Two former Republican secretaries of Homeland Security joined current Secretary Janet Napolitano in calling for comprehensive immigration reform during a Politico Breakfast event on Monday morning and defended the Obama administration’s recent release of thousands of undocumented immigrants from detention. Last week, conservatives characterized the release of nonviolent immigrants ahead of the looming budget cuts that went into effect on Friday, as an effort to “politicize” the cuts or exert retribution against states like Arizona.
Speaking alongside former Secretaries Tom Ridge and Michael Chertoff at an event to mark the Department’s anniversary, Napolitano explained that the majority of the releases were the result of the normal “ebb and flow” of moving individuals in and out of detention. “Several hundred are related to sequester but it wasn’t thousands,” she said, adding that more immigrants will be released as budget cuts are implemented.

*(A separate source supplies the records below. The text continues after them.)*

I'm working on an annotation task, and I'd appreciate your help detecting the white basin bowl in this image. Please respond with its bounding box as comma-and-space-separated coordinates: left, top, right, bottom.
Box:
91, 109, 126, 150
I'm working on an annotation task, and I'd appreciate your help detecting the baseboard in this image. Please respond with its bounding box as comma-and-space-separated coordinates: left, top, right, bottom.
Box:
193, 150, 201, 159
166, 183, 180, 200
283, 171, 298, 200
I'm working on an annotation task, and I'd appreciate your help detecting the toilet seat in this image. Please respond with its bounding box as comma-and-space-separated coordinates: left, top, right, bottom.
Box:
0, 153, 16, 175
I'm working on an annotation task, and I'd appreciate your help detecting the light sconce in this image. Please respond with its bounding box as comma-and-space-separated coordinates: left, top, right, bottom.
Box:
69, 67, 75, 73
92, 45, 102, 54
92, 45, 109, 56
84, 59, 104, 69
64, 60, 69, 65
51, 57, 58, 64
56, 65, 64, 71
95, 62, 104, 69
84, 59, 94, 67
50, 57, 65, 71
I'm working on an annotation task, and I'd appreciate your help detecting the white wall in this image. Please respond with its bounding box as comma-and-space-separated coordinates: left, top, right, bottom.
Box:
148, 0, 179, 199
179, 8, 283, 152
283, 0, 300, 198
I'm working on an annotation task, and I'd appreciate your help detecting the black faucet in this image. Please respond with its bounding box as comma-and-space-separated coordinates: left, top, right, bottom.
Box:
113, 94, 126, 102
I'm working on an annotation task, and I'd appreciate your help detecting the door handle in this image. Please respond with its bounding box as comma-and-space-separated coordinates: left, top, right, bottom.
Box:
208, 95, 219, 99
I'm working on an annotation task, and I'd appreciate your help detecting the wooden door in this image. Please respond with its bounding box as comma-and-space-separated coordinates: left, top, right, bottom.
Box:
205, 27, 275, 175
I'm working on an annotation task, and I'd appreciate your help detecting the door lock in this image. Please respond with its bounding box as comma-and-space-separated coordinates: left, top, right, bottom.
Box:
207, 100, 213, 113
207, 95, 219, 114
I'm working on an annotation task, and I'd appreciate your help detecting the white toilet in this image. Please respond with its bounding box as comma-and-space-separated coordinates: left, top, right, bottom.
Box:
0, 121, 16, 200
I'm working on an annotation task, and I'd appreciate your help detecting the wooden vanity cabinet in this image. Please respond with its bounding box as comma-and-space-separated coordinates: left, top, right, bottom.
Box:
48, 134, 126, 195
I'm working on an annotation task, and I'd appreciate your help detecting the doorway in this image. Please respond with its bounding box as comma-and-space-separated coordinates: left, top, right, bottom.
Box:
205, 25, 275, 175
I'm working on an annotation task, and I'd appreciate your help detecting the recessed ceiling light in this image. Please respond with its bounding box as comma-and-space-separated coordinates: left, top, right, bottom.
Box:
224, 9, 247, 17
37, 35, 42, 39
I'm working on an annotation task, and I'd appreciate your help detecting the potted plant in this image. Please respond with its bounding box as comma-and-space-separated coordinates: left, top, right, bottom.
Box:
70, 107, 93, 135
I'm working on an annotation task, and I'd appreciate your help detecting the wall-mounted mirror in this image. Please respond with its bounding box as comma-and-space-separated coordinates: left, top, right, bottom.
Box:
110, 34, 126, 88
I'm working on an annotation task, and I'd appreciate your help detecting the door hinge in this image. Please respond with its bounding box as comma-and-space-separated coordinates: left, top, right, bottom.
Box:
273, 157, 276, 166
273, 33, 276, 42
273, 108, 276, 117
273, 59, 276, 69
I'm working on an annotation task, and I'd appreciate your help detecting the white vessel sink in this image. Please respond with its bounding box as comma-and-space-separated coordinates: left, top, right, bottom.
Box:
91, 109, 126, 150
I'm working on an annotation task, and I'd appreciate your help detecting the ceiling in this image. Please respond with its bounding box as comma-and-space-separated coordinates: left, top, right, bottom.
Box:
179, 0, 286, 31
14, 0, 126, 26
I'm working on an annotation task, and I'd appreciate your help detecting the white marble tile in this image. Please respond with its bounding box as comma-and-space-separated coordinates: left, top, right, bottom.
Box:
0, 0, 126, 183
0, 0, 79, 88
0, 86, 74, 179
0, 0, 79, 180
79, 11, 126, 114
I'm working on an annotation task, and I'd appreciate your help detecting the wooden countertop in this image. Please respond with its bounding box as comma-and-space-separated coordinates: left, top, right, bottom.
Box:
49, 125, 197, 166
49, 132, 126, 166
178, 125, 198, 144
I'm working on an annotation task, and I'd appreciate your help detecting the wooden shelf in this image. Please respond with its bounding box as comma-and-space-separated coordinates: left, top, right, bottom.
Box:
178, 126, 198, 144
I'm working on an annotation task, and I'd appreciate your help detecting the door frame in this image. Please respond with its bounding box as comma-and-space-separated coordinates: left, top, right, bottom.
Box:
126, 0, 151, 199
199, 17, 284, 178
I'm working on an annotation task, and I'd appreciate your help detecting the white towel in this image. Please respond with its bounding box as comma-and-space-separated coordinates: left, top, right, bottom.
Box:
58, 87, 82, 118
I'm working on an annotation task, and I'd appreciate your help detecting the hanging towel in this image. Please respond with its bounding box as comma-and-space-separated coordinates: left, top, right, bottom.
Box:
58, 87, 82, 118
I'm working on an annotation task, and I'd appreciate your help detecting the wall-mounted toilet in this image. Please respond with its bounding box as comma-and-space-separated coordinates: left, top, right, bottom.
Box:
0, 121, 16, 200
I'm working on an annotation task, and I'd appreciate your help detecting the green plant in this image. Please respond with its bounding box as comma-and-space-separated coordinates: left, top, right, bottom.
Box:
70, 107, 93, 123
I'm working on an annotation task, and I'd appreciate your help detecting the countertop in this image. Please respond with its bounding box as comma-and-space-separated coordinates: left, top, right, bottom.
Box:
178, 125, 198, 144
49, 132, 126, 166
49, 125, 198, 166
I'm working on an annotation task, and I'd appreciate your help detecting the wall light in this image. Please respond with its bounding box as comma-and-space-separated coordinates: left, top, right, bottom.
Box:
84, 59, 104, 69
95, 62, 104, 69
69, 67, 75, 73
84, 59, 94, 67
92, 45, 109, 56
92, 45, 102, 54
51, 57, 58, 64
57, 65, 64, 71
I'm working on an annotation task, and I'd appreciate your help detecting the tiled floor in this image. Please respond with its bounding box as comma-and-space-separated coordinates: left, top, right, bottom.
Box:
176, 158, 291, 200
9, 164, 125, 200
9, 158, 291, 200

Napolitano’s predecessors, agreed, noting that the department is currently hamstrung by a broken immigration system and the chaotic budgetary environment. “The job of the Secretary of Homeland Security with regard to securing the borders would be a heck of a lot easier if the United States Congress would forget about partisanship and come up with a comprehensive immigration plan,” Ridge said, eliciting applause from the audience. Watch it:
Chertoff, who had spearheaded a failed effort to reform the immigration system at the end of President George W. Bush’s second term, argued that lawmakers who support immigration reform must “move quickly” to prevent the opposition from organizing against the effort. He stressed that proponents should highlight the enhanced security on the border and note that reform will only improve the situation.
“Now, I’m not going to tell you that we have a perfectly secure border or that you could have one, but if you look at a series of different metrics over a period of 10 years there has been a steady improvement in terms of operational security of the border and in terms of the net inflow and outflow,” he said. “And we’ve invested an awful lot in that. But never to acknowledge progress is really self defeating.”